Docker scalability issues -- major problems when running hundreds/thousands of interactive sessions

pythonanywhere · June 20, 2016, 4:10pm

Hi everyone!

I work at PythonAnywhere, a PaaS that lets people run Python code in the cloud. We’ve mostly rolled our own sandboxing solution, but we’ve been experimenting with docker for a few months. We’ve started running into some scaling issues which are starting to make us think it’s not going to work for us, but thought we’d reach out and ask for help first.

(here’s a cool thing you may not know: the interactive python consoles on python.org are supplied by us, and run in docker).

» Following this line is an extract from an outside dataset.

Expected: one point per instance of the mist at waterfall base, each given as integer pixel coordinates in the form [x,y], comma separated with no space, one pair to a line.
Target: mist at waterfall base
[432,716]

The two main problems we’re having are:

on a given server, the time taken to start a docker container gets longer and longer. A fresh server takes 4-5 seconds to start a process, but over a matter of days it gets slower and slower, up towards and past 30 seconds, at which point we generally reboot it
rebooting a server takes ages – upwards of 20 minutes. We assume this is something to do with docker or aufs cleanup.
rebooting the server does fix the slow-process-startup issue (but just restarting the docker daemon does not)

Some additional info:

we start around 2 or 3 thousand docker containers per day on any given server
we’re running mostly interactive processes (so we run docker -ti)
each container mounts about 10 directories/files
we use --rm=true to try and tidy up processes on exit
we are using --net=host, --log-opt=max-size=100k’, and the DOCKER_FIX env var
we also have a manual cleanup script that kills old containers (and that shuts down any that have run past the allowed max time)

That last cleanup script often throws up a bunch of errors of the type:

Driver aufs failed to remove root filesystem xxx rename /var/lib/docker/aufs/diff/xxx /var/lib/docker/aufs/diff/xxx-removing: device or resource busy

Is anyone else using docker to launch thousands of ephemeral containers per day? In other words, are these scalability problems unexpected, or is it just that we’re using it beyond the normal/tested boundaries?

Any tips on where to look for what’s causing the problem, or pinning down what’s being slow?

pythonanywhere · June 20, 2016, 4:19pm

PS - just checked logs, is actually more like 6,000 containers/day.

pythonanywhere · June 20, 2016, 4:22pm

PPS. re: the very-long-reboots, it’s hard to be sure, but our current belief is that it’s happening after the reboot, ie it’s something in the process of starting up the server that takes ages, not shutting down… we “know” this from comparing the difference between reboot and echo b > /proc/sysrq-trigger and finding no significant difference in the slow reboot time (but small n here)

jpetazzo · June 27, 2016, 6:03pm

We’d need some more info to figure out what’s going on here.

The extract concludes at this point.